What is a panel painting and where are its limits? When does a painter become a sculptor? Or vice versa? And does the picture only pretend to be a picture? The works of Daniel Hauptmann (*1980 in Hamburg) raise questions about the perception of authenticity, artificiality and imitations. His works, mostly made of materials such as styrodur and fiberglass, play with our patterns of perception, with everyday objects and materials, but also raise the question of what constitutes a panel painting and painting in general.
Hauptmann’s works are hybrid, material meshes that appear like imprints, fragments, carvings or visual interpretations of natural phenomena such as fossils, plants, woods or sounds. Based on digital cell phone drawings, the images of the new series of works are reduced, both in composition and in the style, which is less expressive but more deliberate and minimalist. The focus is increasingly on the line, which in some pictures stands out from the supposed canvas like a worm or an enlarged microbe, forcing its way into the room in monochrome camouflage.

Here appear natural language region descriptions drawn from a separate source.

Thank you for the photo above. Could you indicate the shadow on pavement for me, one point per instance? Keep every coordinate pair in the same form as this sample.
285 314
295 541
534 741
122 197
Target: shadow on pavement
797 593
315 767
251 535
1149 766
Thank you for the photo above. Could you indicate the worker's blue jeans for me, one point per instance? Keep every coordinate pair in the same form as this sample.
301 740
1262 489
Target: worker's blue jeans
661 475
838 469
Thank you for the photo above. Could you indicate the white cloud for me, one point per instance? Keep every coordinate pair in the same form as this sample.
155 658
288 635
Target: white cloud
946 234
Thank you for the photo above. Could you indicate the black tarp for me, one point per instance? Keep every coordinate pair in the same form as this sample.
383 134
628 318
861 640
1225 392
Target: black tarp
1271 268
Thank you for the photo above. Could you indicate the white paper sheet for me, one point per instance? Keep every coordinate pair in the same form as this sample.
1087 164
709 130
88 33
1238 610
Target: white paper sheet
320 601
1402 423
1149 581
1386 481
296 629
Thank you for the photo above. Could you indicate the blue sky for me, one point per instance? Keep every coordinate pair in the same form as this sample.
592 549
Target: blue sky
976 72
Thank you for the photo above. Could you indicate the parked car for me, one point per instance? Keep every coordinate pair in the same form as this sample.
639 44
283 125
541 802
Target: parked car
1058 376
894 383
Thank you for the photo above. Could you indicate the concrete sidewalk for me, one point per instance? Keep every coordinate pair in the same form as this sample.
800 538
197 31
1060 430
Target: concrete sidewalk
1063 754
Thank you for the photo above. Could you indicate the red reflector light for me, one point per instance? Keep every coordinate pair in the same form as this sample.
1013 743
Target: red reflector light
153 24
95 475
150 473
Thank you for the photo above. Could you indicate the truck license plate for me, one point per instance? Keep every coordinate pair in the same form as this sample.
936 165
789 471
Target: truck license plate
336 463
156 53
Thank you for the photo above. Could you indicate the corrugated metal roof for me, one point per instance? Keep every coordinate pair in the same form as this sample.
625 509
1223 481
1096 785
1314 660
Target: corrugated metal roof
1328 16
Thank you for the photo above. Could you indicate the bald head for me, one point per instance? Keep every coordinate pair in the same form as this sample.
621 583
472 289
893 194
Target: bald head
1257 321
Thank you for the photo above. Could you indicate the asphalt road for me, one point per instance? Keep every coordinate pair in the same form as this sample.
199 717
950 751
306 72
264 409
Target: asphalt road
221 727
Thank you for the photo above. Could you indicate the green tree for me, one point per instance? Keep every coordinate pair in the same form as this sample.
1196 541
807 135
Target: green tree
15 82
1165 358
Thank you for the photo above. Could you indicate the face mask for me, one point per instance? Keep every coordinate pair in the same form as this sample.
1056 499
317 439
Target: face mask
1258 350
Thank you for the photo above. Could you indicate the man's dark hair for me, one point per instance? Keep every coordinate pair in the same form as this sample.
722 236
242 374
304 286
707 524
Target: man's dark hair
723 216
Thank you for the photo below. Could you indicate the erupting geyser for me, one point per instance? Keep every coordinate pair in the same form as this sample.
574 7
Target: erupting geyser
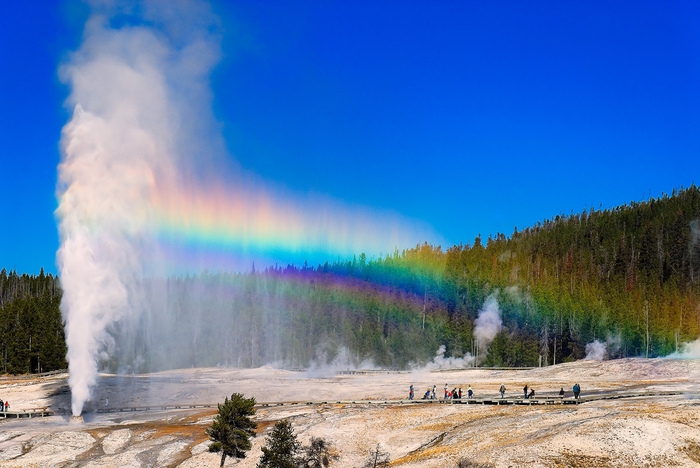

Growing up between two cultures – his mother is Korean, his father German – Daniel Hauptmann was surrounded by the Asian way of life and Korean furnishings during his childhood in Hamburg. Not only the contrast between the West European and East Asian concepts of beauty, but also the poles of nature and artificiality within Asian culture had a lasting effect on him. In his work, archaic-looking wood carvings in hearty regulars’ table brown meet with bright orange color field painting with cartographic imprint and caligraphic stroke; yellow YumYum ramen noodles encounter pictures in contemplative white, which drifts into the ultraviolet of a kitschy car undercarriage illumination. Like yin and yang (or “salt and pepper”), they are opposing yet related dual forces or principles that do not fight each other, but complement each other.
Daniel Hauptmann studied at the Hamburg Art Academy until 2016 and lives and works in Berlin. This is the artist’s second solo exhibition at the gallery.